AT WHAT POINT DOES A COMPETITOR'S ARCHITECTURAL design pass beyond “similar”? An ongoing court dispute between Minneapolis-based Rottlund Co. and Town and Country Homes (which builds in Minnesota and Illinois) could illuminate the tipping point and set a precedent for merchant-built housing.

In July, a federal appeals court reversed a 2004 jury verdict in favor of Town and Country and sent the case back to the U.S. District Court in Minneapolis for retrial. The reversal prolongs a copyright infringement suit filed by Rottlund in 2001 against Town and Country Homes; its parent company, Chicago-based Pinnacle Corp.; and the architecture firm Bloodgood Sharp Buster (BSB), alleging that the companies unlawfully copied Rottlund's product designs for its Villa II “back-to-back” townhomes (see “Innocent Designs,” April 2005, page 51).

In copyright infringement cases, the jury must decide whether the designs at issue are “substantially similar” in the eyes of a layperson. The original verdict in favor of Town and Country found that the town-homes in question were not substantially similar to Rottlund's product. However, the 8th Circuit Court of Appeals subsequently ruled that the judge in that case erred in the admission of testimony by Pinnacle architectural expert Jeffrey Scherer, without which the jury might have rendered a different verdict.

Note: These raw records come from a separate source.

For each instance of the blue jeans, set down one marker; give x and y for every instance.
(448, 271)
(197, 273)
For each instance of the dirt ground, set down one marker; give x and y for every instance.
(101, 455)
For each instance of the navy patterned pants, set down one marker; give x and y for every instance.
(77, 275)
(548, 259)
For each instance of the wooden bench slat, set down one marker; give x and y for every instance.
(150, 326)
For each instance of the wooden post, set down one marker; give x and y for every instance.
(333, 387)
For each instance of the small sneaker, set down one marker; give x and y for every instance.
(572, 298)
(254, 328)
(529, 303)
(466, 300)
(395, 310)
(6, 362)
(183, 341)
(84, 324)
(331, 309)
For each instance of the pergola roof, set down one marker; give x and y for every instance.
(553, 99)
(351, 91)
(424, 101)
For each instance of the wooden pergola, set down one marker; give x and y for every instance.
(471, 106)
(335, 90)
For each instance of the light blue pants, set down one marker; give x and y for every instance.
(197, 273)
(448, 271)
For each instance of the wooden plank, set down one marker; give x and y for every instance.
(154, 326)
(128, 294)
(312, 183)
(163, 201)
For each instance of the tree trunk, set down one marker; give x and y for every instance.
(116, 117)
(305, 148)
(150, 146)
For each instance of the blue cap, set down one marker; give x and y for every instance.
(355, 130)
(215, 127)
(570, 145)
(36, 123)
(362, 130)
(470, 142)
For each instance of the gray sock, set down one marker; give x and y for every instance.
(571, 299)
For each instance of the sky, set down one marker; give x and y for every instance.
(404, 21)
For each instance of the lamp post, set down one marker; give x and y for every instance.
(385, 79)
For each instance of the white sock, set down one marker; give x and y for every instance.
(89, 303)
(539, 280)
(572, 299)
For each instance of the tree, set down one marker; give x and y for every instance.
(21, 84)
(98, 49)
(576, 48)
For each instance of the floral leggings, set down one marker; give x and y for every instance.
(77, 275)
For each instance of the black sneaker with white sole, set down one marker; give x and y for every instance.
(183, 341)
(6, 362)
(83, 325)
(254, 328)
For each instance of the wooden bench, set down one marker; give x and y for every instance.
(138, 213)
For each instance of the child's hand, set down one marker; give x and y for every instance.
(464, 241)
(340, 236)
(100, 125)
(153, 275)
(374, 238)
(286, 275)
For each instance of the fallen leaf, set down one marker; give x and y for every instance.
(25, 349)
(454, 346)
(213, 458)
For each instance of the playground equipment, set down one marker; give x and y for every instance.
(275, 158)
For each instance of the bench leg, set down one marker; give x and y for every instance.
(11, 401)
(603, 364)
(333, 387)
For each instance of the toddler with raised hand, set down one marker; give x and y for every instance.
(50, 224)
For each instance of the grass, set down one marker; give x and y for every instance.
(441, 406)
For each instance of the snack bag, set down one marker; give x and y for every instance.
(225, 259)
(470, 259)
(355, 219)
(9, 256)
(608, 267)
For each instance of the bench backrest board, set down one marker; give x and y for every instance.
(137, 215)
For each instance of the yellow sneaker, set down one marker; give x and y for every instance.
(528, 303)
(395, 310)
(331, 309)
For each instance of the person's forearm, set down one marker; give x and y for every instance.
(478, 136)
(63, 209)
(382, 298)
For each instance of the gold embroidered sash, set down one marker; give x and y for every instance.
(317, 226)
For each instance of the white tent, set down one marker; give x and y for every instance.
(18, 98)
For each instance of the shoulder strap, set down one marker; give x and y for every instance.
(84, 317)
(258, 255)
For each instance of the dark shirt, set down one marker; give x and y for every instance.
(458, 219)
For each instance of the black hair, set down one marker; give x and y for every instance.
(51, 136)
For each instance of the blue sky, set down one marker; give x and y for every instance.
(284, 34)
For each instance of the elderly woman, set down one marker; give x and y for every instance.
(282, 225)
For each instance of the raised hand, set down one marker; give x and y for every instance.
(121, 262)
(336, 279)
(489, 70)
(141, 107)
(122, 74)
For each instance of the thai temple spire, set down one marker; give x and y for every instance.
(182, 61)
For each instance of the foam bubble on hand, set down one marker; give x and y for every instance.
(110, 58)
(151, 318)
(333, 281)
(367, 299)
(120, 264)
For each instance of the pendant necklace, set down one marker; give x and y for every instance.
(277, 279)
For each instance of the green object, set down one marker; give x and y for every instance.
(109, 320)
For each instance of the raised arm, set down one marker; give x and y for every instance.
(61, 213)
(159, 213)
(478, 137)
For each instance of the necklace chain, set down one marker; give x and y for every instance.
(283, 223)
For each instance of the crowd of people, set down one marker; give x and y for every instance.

As the case heads for another run in the U.S. District Court, arguments will likely focus once again on builders' ability to pursue similar site-planning strategies to meet certain density and affordability criteria.

“It's difficult to imagine a scenario in which one builder builds a product in one marketplace and essentially gets a monopoly over it,” says Holly Newman, of the law firm Mackall Crounse and Moore, representing BSB. “The push here is not to legalize copying, but to allow for fair competition.” Rottlund, which initially sought $32 million in damages in the first trial, will likely up the ante to account for continued sales of Town and Country's allegedly infringing townhomes since the suit's initial filing.

“Rottlund disagrees that [a ruling in its favor] would stifle competition,” says David A. Davenport, an attorney with Winthrop & Weinstine. “We think it would improve competition in the sense that creative design is better for consumers. To suggest there are only one or two ways to design a townhome is flawed.”